Member of the French Senate
- In office 1948–1958
- Constituency: Guadeloupe

Member of the French Chamber of Deputies
- In office 1936–1942
- Constituency: Guadeloupe

Personal details
- Born: September 18, 1891 Baie Mahault, Guadeloupe, France
- Died: September 30, 1960 (aged 69) Paris, France
- Occupation: Politician, civil rights activist, publisher
- Known for: Founder of La Dépêche Africaine; leader of Comité de défense de la race noire; early black civil rights activism in France

Military service
- Allegiance: France
- Branch: French Army
- Service years: 1914–1915
- Unit: Medic

= Maurice Satineau =

French politician (1891–1960)

Maurice Satineau (born 18 September 1891 in Baie Mahault, Guadeloupe; died 13 September 1960 in Paris, France) was a politician from Guadeloupe who served in the Senate from 1948 to 1958 and the French Chamber of Deputies from 1936 to 1942 (the Chamber was not summoned between 1940 and 1942).

== Biography ==
Maurice Satineau was born in 1891 in Guadeloupe into a modest family as the son of Marie Romage and her husband Pierre Satineau. His father died when Satineau was 16. Details about his early life remain unclear; he may have lived with an uncle and learned the trade of ship carpentry there. Claims that he earned a law degree in Paris at the École des hautes études commerciales, won prizes from the Académie française and the Académie des sciences morales et politiques, or was decorated as a member of the Resistance are incorrect.

Around 1912, Satineau was living in Paris working as a mechanic. In September 1914, he volunteered for military service and served as a medic until he was discharged in February 1915 due to chronic bronchitis. From December 1915 to December 1916, he worked for the welfare office, and from October 1917 he was employed as an assistant in the Hygiene and Health Department of the Paris Police Prefecture.

On 8 February 1919, Satineau left the prefecture and launched the weekly newspaper La plus belle France.

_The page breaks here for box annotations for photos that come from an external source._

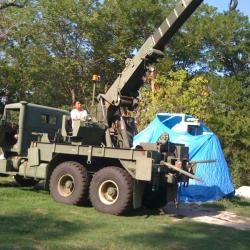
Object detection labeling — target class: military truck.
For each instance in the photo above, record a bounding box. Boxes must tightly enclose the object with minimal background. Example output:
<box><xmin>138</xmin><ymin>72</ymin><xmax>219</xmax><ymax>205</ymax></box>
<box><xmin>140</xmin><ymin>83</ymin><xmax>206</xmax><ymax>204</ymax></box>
<box><xmin>0</xmin><ymin>0</ymin><xmax>236</xmax><ymax>215</ymax></box>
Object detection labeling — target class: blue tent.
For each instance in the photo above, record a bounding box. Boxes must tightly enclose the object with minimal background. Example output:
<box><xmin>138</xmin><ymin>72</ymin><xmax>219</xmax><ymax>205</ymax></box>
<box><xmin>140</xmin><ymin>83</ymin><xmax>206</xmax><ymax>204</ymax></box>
<box><xmin>133</xmin><ymin>113</ymin><xmax>234</xmax><ymax>202</ymax></box>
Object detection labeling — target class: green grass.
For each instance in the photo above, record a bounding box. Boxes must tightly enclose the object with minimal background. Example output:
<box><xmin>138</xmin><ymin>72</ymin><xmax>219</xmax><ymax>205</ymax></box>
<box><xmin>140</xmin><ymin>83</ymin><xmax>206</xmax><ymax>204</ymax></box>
<box><xmin>203</xmin><ymin>196</ymin><xmax>250</xmax><ymax>216</ymax></box>
<box><xmin>0</xmin><ymin>178</ymin><xmax>250</xmax><ymax>250</ymax></box>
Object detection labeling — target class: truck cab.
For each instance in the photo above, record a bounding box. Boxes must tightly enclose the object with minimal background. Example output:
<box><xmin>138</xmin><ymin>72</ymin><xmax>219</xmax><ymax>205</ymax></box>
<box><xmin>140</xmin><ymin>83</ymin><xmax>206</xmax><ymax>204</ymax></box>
<box><xmin>0</xmin><ymin>101</ymin><xmax>68</xmax><ymax>157</ymax></box>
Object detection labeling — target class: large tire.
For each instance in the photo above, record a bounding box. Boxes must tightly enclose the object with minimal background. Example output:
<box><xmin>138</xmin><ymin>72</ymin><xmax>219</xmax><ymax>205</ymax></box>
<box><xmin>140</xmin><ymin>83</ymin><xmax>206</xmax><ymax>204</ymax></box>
<box><xmin>142</xmin><ymin>183</ymin><xmax>167</xmax><ymax>209</ymax></box>
<box><xmin>14</xmin><ymin>175</ymin><xmax>39</xmax><ymax>187</ymax></box>
<box><xmin>49</xmin><ymin>161</ymin><xmax>89</xmax><ymax>205</ymax></box>
<box><xmin>90</xmin><ymin>167</ymin><xmax>133</xmax><ymax>215</ymax></box>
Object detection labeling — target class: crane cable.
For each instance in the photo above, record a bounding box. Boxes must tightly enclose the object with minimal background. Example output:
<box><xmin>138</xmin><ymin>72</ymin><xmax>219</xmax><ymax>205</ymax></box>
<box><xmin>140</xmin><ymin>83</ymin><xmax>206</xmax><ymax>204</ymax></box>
<box><xmin>229</xmin><ymin>0</ymin><xmax>238</xmax><ymax>11</ymax></box>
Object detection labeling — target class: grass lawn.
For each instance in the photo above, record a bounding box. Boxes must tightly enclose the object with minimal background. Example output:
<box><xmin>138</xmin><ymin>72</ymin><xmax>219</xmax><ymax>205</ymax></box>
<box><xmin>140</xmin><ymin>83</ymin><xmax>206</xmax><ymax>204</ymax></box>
<box><xmin>0</xmin><ymin>178</ymin><xmax>250</xmax><ymax>250</ymax></box>
<box><xmin>203</xmin><ymin>196</ymin><xmax>250</xmax><ymax>216</ymax></box>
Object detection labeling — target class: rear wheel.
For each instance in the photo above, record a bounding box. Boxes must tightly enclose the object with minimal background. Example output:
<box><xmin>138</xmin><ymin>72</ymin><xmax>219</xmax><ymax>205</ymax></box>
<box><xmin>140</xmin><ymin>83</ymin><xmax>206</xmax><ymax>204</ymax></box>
<box><xmin>90</xmin><ymin>167</ymin><xmax>133</xmax><ymax>215</ymax></box>
<box><xmin>14</xmin><ymin>175</ymin><xmax>39</xmax><ymax>187</ymax></box>
<box><xmin>49</xmin><ymin>161</ymin><xmax>89</xmax><ymax>205</ymax></box>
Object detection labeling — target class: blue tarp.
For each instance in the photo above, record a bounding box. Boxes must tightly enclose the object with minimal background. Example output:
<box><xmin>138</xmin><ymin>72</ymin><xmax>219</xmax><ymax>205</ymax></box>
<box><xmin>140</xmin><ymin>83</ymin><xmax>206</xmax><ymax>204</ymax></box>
<box><xmin>133</xmin><ymin>113</ymin><xmax>234</xmax><ymax>202</ymax></box>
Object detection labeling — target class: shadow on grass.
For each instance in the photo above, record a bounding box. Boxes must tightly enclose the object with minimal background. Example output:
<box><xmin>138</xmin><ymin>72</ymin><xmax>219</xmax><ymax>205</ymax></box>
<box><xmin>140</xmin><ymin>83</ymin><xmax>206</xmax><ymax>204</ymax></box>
<box><xmin>204</xmin><ymin>196</ymin><xmax>250</xmax><ymax>210</ymax></box>
<box><xmin>121</xmin><ymin>221</ymin><xmax>250</xmax><ymax>250</ymax></box>
<box><xmin>0</xmin><ymin>212</ymin><xmax>98</xmax><ymax>250</ymax></box>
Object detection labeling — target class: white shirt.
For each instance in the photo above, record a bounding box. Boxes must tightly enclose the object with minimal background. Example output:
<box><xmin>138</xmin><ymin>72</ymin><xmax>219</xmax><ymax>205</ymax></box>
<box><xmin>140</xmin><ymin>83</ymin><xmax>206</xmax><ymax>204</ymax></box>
<box><xmin>70</xmin><ymin>109</ymin><xmax>88</xmax><ymax>121</ymax></box>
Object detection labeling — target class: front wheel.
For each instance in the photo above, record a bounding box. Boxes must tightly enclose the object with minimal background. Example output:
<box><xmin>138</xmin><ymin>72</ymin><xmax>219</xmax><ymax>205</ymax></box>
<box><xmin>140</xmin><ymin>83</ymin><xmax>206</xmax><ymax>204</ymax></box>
<box><xmin>90</xmin><ymin>167</ymin><xmax>133</xmax><ymax>215</ymax></box>
<box><xmin>14</xmin><ymin>174</ymin><xmax>39</xmax><ymax>187</ymax></box>
<box><xmin>49</xmin><ymin>161</ymin><xmax>89</xmax><ymax>205</ymax></box>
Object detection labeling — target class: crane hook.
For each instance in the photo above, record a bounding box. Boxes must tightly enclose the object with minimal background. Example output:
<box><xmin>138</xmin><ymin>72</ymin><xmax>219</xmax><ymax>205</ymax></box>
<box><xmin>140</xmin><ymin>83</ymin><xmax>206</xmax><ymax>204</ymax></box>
<box><xmin>229</xmin><ymin>0</ymin><xmax>238</xmax><ymax>11</ymax></box>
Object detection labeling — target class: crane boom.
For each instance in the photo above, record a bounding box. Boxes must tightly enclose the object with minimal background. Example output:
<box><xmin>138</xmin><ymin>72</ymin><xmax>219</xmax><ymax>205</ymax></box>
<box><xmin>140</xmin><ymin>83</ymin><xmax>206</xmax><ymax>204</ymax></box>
<box><xmin>99</xmin><ymin>0</ymin><xmax>203</xmax><ymax>109</ymax></box>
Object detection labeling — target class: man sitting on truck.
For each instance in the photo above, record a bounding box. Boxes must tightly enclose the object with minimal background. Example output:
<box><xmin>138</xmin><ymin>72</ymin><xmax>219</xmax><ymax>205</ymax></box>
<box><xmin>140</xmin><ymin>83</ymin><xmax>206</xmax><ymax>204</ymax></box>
<box><xmin>70</xmin><ymin>101</ymin><xmax>88</xmax><ymax>128</ymax></box>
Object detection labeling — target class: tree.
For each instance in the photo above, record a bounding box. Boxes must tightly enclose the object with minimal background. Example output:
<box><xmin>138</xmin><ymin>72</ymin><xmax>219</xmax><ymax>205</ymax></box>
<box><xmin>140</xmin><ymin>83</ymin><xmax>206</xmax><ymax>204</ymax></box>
<box><xmin>0</xmin><ymin>0</ymin><xmax>27</xmax><ymax>10</ymax></box>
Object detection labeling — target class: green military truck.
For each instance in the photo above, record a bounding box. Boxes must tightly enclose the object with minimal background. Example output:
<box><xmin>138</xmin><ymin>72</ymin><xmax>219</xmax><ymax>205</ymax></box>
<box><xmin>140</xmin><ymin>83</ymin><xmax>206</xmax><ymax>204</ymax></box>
<box><xmin>0</xmin><ymin>102</ymin><xmax>191</xmax><ymax>215</ymax></box>
<box><xmin>0</xmin><ymin>0</ymin><xmax>236</xmax><ymax>215</ymax></box>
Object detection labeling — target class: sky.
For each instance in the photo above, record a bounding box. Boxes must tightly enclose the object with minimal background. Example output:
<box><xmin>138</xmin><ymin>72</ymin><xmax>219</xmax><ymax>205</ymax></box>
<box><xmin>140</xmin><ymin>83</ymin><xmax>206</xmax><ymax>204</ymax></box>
<box><xmin>204</xmin><ymin>0</ymin><xmax>250</xmax><ymax>20</ymax></box>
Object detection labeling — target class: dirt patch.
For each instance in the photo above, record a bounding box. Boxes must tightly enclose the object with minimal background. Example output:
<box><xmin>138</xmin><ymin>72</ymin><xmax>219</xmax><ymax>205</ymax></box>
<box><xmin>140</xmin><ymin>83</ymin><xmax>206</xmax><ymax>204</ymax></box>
<box><xmin>164</xmin><ymin>203</ymin><xmax>250</xmax><ymax>230</ymax></box>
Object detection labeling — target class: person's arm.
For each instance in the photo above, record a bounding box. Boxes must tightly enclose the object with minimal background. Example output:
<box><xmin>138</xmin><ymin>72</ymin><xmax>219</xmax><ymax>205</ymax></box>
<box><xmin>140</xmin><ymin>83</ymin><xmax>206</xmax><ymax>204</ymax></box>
<box><xmin>70</xmin><ymin>109</ymin><xmax>80</xmax><ymax>121</ymax></box>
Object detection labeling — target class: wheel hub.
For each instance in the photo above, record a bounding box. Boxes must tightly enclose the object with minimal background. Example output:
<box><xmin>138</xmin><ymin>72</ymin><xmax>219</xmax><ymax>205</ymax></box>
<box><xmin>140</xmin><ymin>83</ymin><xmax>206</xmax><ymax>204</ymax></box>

The publication included contributions from colonialist writers such as Maurice Rondet-Saint, as well as Guadeloupean intellectuals like Henry Bérenger, who would later become France’s ambassador to the United States, and literary scholar Serge Denis, who later joined the Resistance. However, Satineau was forced to discontinue the paper in early 1920.

In 1926, he became secretary general of the Committee for the Defence of the Black Race (Comité de défense de la race noire), an early French black civil rights organisation which emerged from a split within the Committee for the Defence of the Negro Race (Comité de défense de la race nègre). The division reflected a conflict between an anti-colonialist, Pan-Africanist faction led by founder Lamine Senghor and an assimilationist faction around Satineau, which fundamentally supported French colonial policy and its so-called "civilising mission" while demanding equal rights and treatment as French citizens.

In 1928 he founded the journal La Dépêche Africaine, a globally popular magazine of the Committee for the Defence of the Black Race. Contributors included René Maran, Léon Jouhaux, Ouanilou Behanzin, Odet Denys, Georges Tovalou, Samuel Ralaimongo, and sisters Jeanne and Paulette Nardal. Initially published biweekly and later monthly, the magazine had a circulation of about 10,000 copies and was distributed in the colonies with official permission; at times it also included an English-language page. The journal was temporarily important for the early Négritude movement, but in general pro-colonial and assimilative. In 1956, the journal ceased publication.

From 1936 to 1940, Satineau represented Guadeloupe as a deputy in the French Parliament. On 10 July 1940, he voted to grant full powers to Marshal Philippe Pétain. During the Vichy regime, he arranged the escape of Jewish refugees for a fee of 20,000 francs per person, to send them to the Antilles, but he likely also benefited financially. He maintained contacts with Resistance groups in the south of France but was arrested by German authorities at the Spanish border, interned in Château du Hâ, and later released. In August 1944, he was near the fighting during the Liberation of Paris but did not take part in it.

After the war, Satineau struggled to re-establish himself in Guadeloupe but returned to political life during the French Fourth Republic. On 14 November 1948, he was elected to the French Senate representing Guadeloupe and was re-elected in May 1952, serving until 8 June 1958. His role in the escape of Jewish families during the war remained controversial during the 1950s.

Satineau died September 30, 1960, in Paris.